The Undiscovered Country

There are those who believe that life here began out there…

So started each episode of the 1978 original ‘Battlestar Galactica’.

‘Caprica’, the prequel to both the original and the 2004 reimagining, ended its inaugural and final season this week.

Not much of a surprise for me.

Where did it all go wrong?

Prequels are tough. The audience already knew the ending, so the initial ‘hook’ just wasn’t there. Timing, perhaps. A dark series and another dark prequel? Maybe not.

The TV viewer is fickle. Too many stations, too many shows, too little time. Too many other options.

Series 3 of the new Battlestar was not good. Series 4 redeemed series 3, but the ending was disappointing for some viewers. Purists were disappointed in the Adam and Eve, it’s happened before and will happen again resolution. We saw that on ‘Lost’ too, with Jacob and the never-named Man in Black.

Factor in the low ratings during the first half of season 1, little promotion from the show’s US Syfy network, add a seven month break between the first and second half, no momentum, little advertising. Who will watch. Or care. Add also one of the creators jumping ship to another sinking ship, Stargate Universe.

‘Caprica’ may have worked as a miniseries. A limited-run, six to eight episode series.

The North American television industry does not currently work that way. It hasn’t for a while. Few shows are given a chance to grow, to find an audience.

The morality play didn’t capture an audience. No explosions, no space opera battles. It seemed a given that series 1.5 existed to burn off episodes. Til ‘BSG: Blood and Chrome’ makes an appearance. More space battles, more explosions. That’ll hold viewer interest.

Well, it’s just good storytelling that will keep an audience.

Not putting them to sleep.

Technology and man becoming creator is a tough sell. It’s post-modern.  The shape of things to come (which neatly ended the series). We’ve been there and done that. 

The focus on a teenage protagonist (Zoe) is also a tough sell. Yes, there is rebellion and yes, the viewer could see the birth of the metal monster. Teenage angst becoming an analogy of belief.

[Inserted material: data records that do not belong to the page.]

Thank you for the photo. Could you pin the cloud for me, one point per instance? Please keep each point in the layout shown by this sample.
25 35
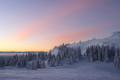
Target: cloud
80 33
53 16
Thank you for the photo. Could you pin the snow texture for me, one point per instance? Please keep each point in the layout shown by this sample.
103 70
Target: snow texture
79 71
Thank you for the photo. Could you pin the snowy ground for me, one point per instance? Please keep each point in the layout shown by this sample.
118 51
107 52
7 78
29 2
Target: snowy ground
79 71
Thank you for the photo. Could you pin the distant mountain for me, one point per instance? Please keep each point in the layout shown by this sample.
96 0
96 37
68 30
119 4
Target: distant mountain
113 40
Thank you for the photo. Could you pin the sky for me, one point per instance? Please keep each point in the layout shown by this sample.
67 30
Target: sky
39 25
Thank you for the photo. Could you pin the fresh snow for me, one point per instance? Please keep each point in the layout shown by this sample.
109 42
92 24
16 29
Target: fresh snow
83 70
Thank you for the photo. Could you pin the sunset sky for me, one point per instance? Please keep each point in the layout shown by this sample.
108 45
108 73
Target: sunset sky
35 25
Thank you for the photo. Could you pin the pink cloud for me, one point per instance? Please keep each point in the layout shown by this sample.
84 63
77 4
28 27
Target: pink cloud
80 33
53 16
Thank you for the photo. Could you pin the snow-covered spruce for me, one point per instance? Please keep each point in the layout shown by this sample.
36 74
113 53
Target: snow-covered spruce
100 53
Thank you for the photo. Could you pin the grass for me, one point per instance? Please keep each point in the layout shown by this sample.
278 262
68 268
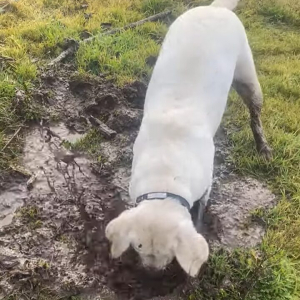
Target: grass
33 33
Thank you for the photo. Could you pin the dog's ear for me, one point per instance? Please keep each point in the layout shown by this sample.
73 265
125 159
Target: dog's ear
191 250
118 233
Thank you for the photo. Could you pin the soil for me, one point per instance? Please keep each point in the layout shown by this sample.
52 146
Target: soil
52 226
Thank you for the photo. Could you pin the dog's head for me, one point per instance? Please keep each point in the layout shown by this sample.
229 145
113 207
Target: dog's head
159 231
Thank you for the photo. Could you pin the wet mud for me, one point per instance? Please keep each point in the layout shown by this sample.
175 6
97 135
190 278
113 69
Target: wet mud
52 221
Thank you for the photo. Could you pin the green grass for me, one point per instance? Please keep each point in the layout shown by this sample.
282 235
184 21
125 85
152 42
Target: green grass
33 32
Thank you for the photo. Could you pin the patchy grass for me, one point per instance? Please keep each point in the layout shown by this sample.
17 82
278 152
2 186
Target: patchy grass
32 33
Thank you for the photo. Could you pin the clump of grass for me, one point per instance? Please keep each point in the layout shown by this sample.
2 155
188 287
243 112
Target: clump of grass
30 215
90 144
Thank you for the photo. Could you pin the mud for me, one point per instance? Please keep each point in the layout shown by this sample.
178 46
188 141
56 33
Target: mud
56 242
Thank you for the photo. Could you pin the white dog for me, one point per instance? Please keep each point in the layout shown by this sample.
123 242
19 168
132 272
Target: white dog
204 53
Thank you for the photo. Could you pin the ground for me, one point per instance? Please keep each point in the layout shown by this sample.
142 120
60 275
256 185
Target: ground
52 214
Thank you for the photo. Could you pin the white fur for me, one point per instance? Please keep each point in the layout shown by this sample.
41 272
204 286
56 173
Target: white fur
204 50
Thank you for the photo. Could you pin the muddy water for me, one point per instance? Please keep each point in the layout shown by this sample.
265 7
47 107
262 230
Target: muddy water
10 199
73 205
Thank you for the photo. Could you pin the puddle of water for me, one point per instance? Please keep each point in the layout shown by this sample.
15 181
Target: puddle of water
10 200
38 154
40 159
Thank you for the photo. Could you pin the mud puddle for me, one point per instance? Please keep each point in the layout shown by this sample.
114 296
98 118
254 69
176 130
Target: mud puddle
55 244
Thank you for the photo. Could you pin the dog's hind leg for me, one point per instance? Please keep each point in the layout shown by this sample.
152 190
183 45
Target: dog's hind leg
246 84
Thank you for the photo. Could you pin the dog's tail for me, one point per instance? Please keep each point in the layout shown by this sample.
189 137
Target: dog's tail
229 4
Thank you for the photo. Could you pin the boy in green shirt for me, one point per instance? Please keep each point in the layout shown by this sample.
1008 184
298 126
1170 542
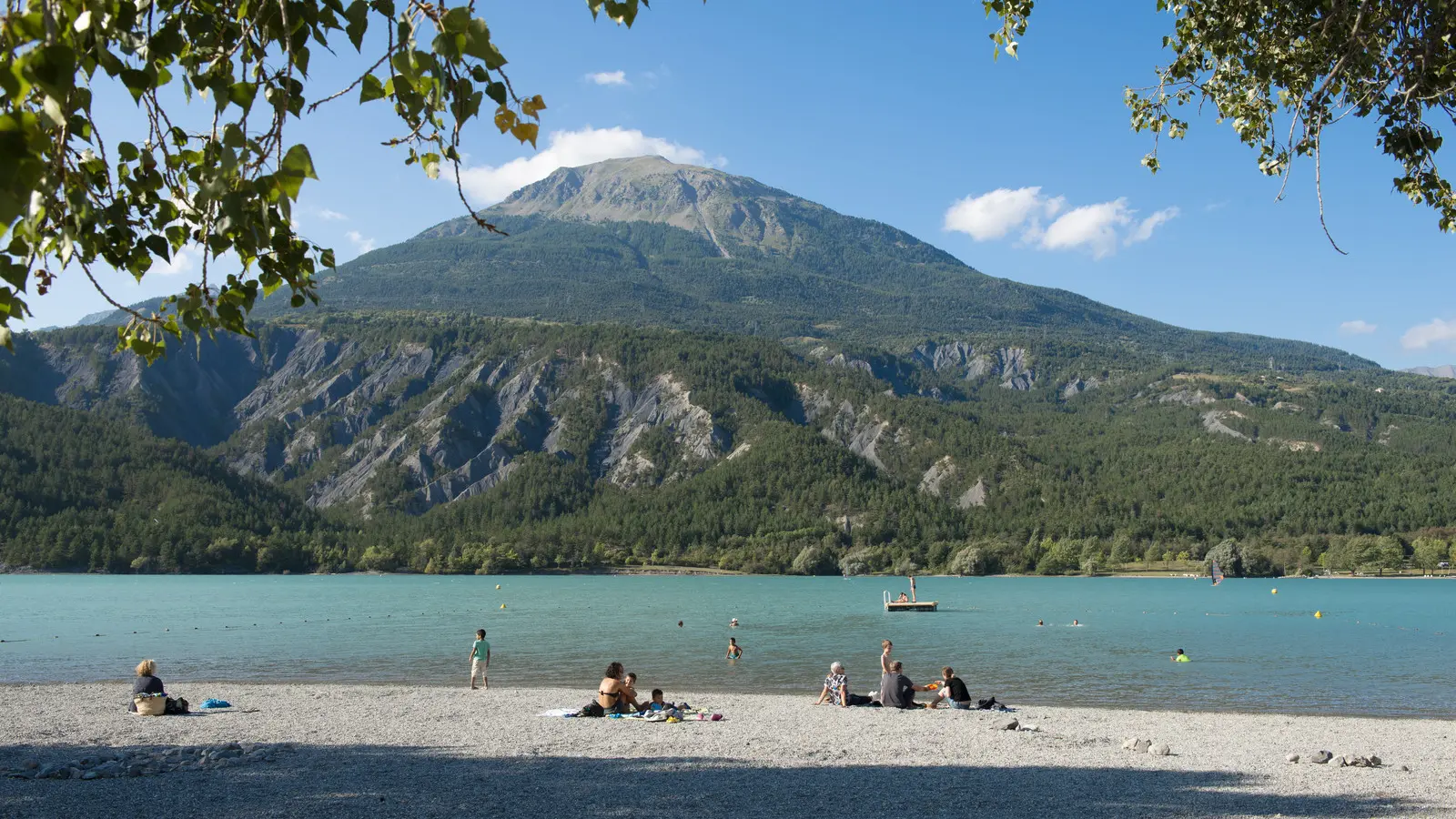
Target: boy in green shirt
480 659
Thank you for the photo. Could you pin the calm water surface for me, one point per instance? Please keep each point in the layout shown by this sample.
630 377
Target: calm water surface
1382 647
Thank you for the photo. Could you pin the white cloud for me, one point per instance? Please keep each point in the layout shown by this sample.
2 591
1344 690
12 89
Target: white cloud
570 149
1145 228
1096 228
1423 336
609 79
361 244
1091 228
997 213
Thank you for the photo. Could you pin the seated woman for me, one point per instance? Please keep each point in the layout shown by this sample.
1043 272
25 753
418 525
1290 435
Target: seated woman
612 691
146 682
836 690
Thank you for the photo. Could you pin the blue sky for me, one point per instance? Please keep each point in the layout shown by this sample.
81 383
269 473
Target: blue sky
900 116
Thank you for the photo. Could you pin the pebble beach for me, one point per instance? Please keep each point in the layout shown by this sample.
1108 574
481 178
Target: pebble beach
319 751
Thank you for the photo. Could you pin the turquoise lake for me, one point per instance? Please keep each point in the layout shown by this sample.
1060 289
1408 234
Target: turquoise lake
1382 646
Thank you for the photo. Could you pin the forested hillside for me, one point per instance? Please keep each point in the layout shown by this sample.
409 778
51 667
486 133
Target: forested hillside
650 242
84 493
784 388
443 443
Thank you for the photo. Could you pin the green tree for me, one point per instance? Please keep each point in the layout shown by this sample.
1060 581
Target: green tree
1281 73
1229 557
72 200
1429 552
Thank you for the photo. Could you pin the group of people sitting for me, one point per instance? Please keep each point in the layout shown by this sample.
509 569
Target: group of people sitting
897 691
618 694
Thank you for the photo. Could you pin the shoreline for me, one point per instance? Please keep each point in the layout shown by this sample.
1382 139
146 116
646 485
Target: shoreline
703 571
395 751
120 687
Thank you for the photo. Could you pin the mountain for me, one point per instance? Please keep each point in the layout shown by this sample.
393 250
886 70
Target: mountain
1441 372
645 241
673 365
450 443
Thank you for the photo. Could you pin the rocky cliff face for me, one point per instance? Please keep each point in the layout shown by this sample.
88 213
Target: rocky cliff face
341 416
357 419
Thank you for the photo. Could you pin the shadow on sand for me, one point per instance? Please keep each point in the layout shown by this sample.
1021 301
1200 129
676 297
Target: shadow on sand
351 782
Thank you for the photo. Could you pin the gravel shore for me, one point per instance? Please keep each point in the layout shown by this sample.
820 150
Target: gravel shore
320 751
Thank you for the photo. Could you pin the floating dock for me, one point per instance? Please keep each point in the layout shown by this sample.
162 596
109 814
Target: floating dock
910 605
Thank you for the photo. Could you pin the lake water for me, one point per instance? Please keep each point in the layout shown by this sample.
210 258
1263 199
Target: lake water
1382 647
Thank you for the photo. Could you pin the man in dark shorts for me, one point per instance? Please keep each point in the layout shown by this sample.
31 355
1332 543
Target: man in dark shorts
953 691
895 690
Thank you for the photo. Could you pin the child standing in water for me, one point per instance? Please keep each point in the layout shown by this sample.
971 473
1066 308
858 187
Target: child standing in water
480 659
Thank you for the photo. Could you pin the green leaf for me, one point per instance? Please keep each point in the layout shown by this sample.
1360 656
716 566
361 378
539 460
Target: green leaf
357 16
296 167
371 89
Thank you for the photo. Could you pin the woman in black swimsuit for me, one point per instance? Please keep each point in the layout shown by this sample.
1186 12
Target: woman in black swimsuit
612 694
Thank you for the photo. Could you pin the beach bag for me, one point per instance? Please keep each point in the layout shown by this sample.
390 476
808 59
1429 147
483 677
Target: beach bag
150 705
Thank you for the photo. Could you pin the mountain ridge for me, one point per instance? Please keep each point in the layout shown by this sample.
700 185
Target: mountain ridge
650 242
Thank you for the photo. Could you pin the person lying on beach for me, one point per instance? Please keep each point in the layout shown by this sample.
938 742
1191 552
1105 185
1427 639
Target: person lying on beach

Belief that is pushed on to people, belief that belies critical thinking. Impressionable. A form of rebellion.  The initial advertising of the series with Zoe and the apple (the Biblical Fall) held some interest. The story just didn’t work. The initial teen focus switched to something very adult and very complex. Not the sort of program that would catch the interest of the younger demographic. The virtual rave world didn’t set the tone for what became ‘Caprica’.

In its full context, yes. When it was cohesive. Painfully slow at times. A challenge to keep my interest.

The back-end of season one has flip-flopped.

The series finale, ‘Apotheosis’, tied up some loose ends. Dealt with the show’s overall arc of ‘family’. The Graystone family moved to some sort of redemption – power still corrupting, or power not realising or coalescing. Power cloaked in virtuality. Shortsightedness. Creation gone slightly awry. The Adama family suffered loss, and in grief and anger and revenge (evening the score)  moved to a position of power.  The cult of monotheism achieving little more than a dead husband. Or perhaps more, just unrealised. A bit shortsighted, too. A slight needing of adjusting for the VR lens. The grand show for ‘apotheosis’ – reaching a virtual eternity/heaven didn’t work. The statement of blowing up the stadium failed.  Setting the Graystones up as the terrorists. Oh the loaded foreshadowing. The clunky first-generation Cylons wiping out the human terrorists. More to come. The tangled web just got more tangled.

‘Caprica’ ended with ‘The Shape of Things to Come’.  A montage of the ‘future’. The human arrogance of the Graystones. The helpful Cylon poised as humanity’s friend. Living together with the humans. Creator and creation. No idea of what could be coming. The creation of the first skin-job – Zoe – and having her come out of the tub – machine made in to flesh. A Frankenstein. The tale does not grow old. The monster’s stitches may not be visibile, but they still exist.  Chilling in that no one bothered to think of any consequences or viewed the creation of the robot through a slightly skewed lens. Graystone’s plan was for a humanised robot.  Just no idea what he would set in to motion.

Well-done ‘Caprica’.

The original title of this entry was ‘by your command’.

The rag-tag fleet will rise up again.


~ by hooklineandthinker on December 1, 2010.